学舎は十畳と八畳の二間の小さな建物があるだけ。松陰が教えた期間はわずか2年半。しかしそんな塾から伊藤博文ら内閣総理大臣2名、国務大臣7名、日大、国学院等の大学創設者2名、久坂玄瑞や高杉晋作らの風雲児が輩出された。塾生ではなかったが松陰に門人の礼をとり続けた人物に、維新三傑の一人、桂小五郎(木戸孝允)もいる。
ご存知の通り長州は維新の最大の革命勢力だった。ただし司馬遼太郎は『世に棲む日々』で、「それも、松陰以後である」ことを指摘している。
学問への燃えたぎる情熱は、生きて出たものがいないと言われた野山獄の中にあって1年2か月の間に600冊の本を読破、抄録を行わせる。そして驚くべきことに、粗野な囚人達をもまとめ上げてしまう。囚人たちだけではない。牢番、さらに野山屋敷の役人までも廊下に端座して彼の講義に集まった。
こうした奇跡を可能にした彼の教育とはいったいどのようなものだったのか。いかにしてそこまでの影響を及ぼし得たのか。ひとつの考察を試みたい。

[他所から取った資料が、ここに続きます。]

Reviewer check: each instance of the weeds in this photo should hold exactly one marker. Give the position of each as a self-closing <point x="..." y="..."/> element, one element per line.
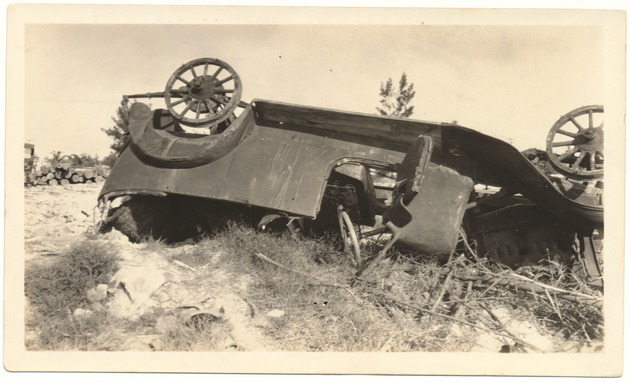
<point x="56" y="289"/>
<point x="410" y="302"/>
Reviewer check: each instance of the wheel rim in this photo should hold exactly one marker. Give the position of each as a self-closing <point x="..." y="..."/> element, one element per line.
<point x="575" y="144"/>
<point x="347" y="232"/>
<point x="202" y="92"/>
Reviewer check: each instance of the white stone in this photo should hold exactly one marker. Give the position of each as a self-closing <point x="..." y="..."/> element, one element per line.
<point x="275" y="313"/>
<point x="82" y="313"/>
<point x="135" y="285"/>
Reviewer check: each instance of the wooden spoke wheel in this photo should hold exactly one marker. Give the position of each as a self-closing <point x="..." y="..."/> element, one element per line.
<point x="203" y="92"/>
<point x="575" y="144"/>
<point x="348" y="235"/>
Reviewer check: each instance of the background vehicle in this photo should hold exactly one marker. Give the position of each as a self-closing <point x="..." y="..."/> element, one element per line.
<point x="210" y="157"/>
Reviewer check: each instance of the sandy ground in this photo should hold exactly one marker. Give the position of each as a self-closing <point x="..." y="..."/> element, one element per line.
<point x="59" y="216"/>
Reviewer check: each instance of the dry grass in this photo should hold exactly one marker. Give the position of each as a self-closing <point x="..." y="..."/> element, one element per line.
<point x="410" y="302"/>
<point x="55" y="289"/>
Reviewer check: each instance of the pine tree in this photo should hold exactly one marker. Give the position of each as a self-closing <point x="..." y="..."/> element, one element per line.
<point x="395" y="102"/>
<point x="119" y="132"/>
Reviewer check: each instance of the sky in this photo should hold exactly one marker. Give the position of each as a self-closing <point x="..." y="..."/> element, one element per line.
<point x="512" y="82"/>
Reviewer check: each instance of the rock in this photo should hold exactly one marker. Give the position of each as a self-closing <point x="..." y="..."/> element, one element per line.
<point x="97" y="307"/>
<point x="134" y="286"/>
<point x="98" y="293"/>
<point x="165" y="324"/>
<point x="275" y="313"/>
<point x="144" y="343"/>
<point x="82" y="313"/>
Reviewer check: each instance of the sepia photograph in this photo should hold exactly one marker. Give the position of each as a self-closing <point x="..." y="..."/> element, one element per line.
<point x="314" y="190"/>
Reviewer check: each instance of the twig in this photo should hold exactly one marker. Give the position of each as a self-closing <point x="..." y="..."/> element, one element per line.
<point x="464" y="322"/>
<point x="535" y="287"/>
<point x="440" y="295"/>
<point x="546" y="287"/>
<point x="184" y="265"/>
<point x="514" y="337"/>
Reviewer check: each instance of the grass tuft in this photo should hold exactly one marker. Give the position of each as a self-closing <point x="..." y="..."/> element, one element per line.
<point x="55" y="289"/>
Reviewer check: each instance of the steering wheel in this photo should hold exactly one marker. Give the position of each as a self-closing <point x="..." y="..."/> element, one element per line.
<point x="203" y="92"/>
<point x="575" y="143"/>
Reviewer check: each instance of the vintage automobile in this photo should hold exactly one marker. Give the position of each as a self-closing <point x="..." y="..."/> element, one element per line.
<point x="209" y="157"/>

彼の教育を語る上で外すことが出来ないものに、こんな言葉がある。江戸時代の人間関係は上下関係を非常に重んじた厳しい縦社会だった。実際、長州の藩校、明倫館は士族しか入学できない。しかし松陰は当時の常識を打ち破り、身分をすべて無視。門下生は全て対等の友人とし、重要視されていた縦の関係を、横の関係に変えた。自身も、生徒を弟子と言わずに友人と呼んだ。呼び捨てにせず「~さん」と呼んだ。松陰は弟子入りの希望者が来ると「私は教えることは出来ませんが、一緒に学ぶことが出来ます。共に励みましょう」。そう言った。
共に学ぶと聞くと、優しい人柄のイメージが湧くかもしれない。だが松陰自身、誰よりも学ぶことに真剣だったことを忘れてはいけない。命をかけていたと言ってもいい。

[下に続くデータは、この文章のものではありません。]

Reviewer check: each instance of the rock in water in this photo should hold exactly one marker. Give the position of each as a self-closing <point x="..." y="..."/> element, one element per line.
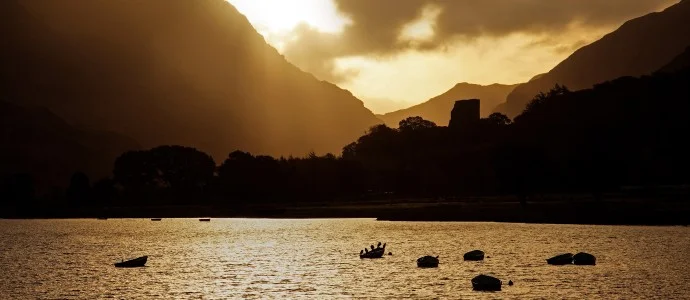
<point x="474" y="255"/>
<point x="561" y="259"/>
<point x="583" y="259"/>
<point x="486" y="283"/>
<point x="427" y="262"/>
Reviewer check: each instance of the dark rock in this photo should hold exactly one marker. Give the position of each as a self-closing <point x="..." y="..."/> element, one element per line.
<point x="474" y="255"/>
<point x="561" y="259"/>
<point x="486" y="283"/>
<point x="583" y="259"/>
<point x="427" y="262"/>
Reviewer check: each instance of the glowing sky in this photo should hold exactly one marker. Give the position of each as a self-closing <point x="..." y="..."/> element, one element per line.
<point x="395" y="53"/>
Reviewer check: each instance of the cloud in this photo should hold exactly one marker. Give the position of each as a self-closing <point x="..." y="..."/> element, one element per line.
<point x="375" y="27"/>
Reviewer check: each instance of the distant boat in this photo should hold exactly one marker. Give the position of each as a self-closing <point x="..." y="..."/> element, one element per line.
<point x="132" y="263"/>
<point x="486" y="283"/>
<point x="376" y="253"/>
<point x="474" y="255"/>
<point x="427" y="262"/>
<point x="584" y="259"/>
<point x="561" y="259"/>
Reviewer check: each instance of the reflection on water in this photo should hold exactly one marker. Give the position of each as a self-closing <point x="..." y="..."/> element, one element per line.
<point x="258" y="258"/>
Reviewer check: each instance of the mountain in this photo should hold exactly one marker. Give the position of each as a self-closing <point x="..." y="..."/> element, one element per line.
<point x="640" y="46"/>
<point x="194" y="73"/>
<point x="680" y="62"/>
<point x="37" y="142"/>
<point x="438" y="109"/>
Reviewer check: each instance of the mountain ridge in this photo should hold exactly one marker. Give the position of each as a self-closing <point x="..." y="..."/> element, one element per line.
<point x="638" y="47"/>
<point x="193" y="73"/>
<point x="437" y="109"/>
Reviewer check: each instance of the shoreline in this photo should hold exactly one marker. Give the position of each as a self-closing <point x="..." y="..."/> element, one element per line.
<point x="652" y="212"/>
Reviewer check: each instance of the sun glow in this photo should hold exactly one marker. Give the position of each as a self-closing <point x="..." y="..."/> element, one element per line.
<point x="277" y="17"/>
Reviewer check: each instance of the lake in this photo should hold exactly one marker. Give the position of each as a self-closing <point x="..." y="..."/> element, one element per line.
<point x="318" y="259"/>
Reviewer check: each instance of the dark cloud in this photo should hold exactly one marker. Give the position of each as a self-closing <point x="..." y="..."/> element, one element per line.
<point x="376" y="25"/>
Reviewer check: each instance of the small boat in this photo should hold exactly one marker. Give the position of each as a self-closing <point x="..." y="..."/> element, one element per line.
<point x="486" y="283"/>
<point x="474" y="255"/>
<point x="132" y="263"/>
<point x="584" y="259"/>
<point x="375" y="253"/>
<point x="427" y="262"/>
<point x="561" y="259"/>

例えばこんな逸話が残っている。松陰が捕えられていた野山獄の中に、富永有隣という儒者がいた。性格が片意地で人から疎まれており、それが災いして獄中にいなければならなくなった程の男であるが、書に秀でていた。誰もが煙たがる有隣に対して、松陰はこう言う。 「富永殿を師にして書を学びたい」
嫌がる有隣を説得して無理やりその弟子になる。よほど学び方が良かったのだろう。他の囚人も有隣に師事し、「先生」と呼ぶようになった。 他人に”師”として存在を認められたことによって、有隣の心に自重自愛の気持ちが働き始める。有隣は、やがて松陰を「尊師」と呼ぶようになった。
「以前から俳句を学びたいと思いながら、その機会がなかった。だから、この機会に俳句をならいたい」とも、松陰は言った。在獄7年の49歳の元寺子屋の師匠が、俳句が出来た。こうして俳諧の勉強会が出来た。

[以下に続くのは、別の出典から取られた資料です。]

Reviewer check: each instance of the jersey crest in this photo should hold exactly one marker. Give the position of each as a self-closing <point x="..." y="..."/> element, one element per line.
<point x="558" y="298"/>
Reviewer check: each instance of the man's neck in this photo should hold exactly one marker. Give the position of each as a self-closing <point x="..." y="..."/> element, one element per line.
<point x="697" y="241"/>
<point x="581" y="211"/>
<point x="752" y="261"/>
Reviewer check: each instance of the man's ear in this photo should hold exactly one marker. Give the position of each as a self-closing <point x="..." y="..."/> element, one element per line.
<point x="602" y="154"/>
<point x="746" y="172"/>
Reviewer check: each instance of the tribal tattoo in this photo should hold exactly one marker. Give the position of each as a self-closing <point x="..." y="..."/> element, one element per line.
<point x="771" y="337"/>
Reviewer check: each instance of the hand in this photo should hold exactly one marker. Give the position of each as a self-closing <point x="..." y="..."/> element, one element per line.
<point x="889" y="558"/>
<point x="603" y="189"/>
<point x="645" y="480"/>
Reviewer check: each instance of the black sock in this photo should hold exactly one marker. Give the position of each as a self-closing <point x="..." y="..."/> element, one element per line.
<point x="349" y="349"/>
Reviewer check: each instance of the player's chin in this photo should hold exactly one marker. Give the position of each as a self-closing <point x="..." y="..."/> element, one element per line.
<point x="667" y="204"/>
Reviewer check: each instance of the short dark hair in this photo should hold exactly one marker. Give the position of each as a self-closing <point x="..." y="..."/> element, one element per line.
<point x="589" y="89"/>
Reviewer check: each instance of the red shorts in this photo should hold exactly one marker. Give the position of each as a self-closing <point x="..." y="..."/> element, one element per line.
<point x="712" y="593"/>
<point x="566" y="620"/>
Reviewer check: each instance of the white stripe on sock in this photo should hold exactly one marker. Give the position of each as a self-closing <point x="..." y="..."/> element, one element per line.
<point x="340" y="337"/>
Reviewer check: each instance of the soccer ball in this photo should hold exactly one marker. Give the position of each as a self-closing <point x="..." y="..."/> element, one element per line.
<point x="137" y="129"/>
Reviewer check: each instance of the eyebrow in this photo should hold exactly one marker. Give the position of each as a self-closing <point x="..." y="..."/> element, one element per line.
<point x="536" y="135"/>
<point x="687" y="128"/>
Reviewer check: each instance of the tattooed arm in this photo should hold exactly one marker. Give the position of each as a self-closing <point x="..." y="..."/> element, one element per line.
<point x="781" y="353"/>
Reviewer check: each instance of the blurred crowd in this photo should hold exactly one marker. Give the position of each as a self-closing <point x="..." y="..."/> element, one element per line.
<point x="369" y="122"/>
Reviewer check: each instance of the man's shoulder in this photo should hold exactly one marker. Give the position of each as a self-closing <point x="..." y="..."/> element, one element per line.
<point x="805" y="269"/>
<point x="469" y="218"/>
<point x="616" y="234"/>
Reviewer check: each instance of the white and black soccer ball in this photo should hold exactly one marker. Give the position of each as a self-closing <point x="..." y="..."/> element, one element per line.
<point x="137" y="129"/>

やがてほとんどの囚人が、何かの師匠になり、お互いに日を決めて師匠になったり、弟子になったりした。松陰は在獄期間中、この調子で勉強をつづけた。囚人たちは学ぶことに興味を持ち始め、獄中の雰囲気は一変した。人生に絶望していた連中が、勉強を通じて希望を持ち始めたのである。
松陰が重視した儒教。儒教の本質は礼である。そして学問を修めるために必要な前提、それが礼である。頭を下げなければ学ぶことは出来ない。通常、礼は師、すなわち強者に対して向けられる。しかし松陰は弟子や囚人に対しても礼を尽くした。弱さに礼を尽くす。鬼神を震わせる唯一の道である。
虐げられた人々に示された礼は、絶望に魂を宿らせる。その志こそ維新を起こし、単なる世界の片隅の未発達の島国に、列強と対等の渡り合いを可能にさせた。
事の帰結はこうであろう。「無上の教師とは、弱さに礼を尽くす至極の学び手である」。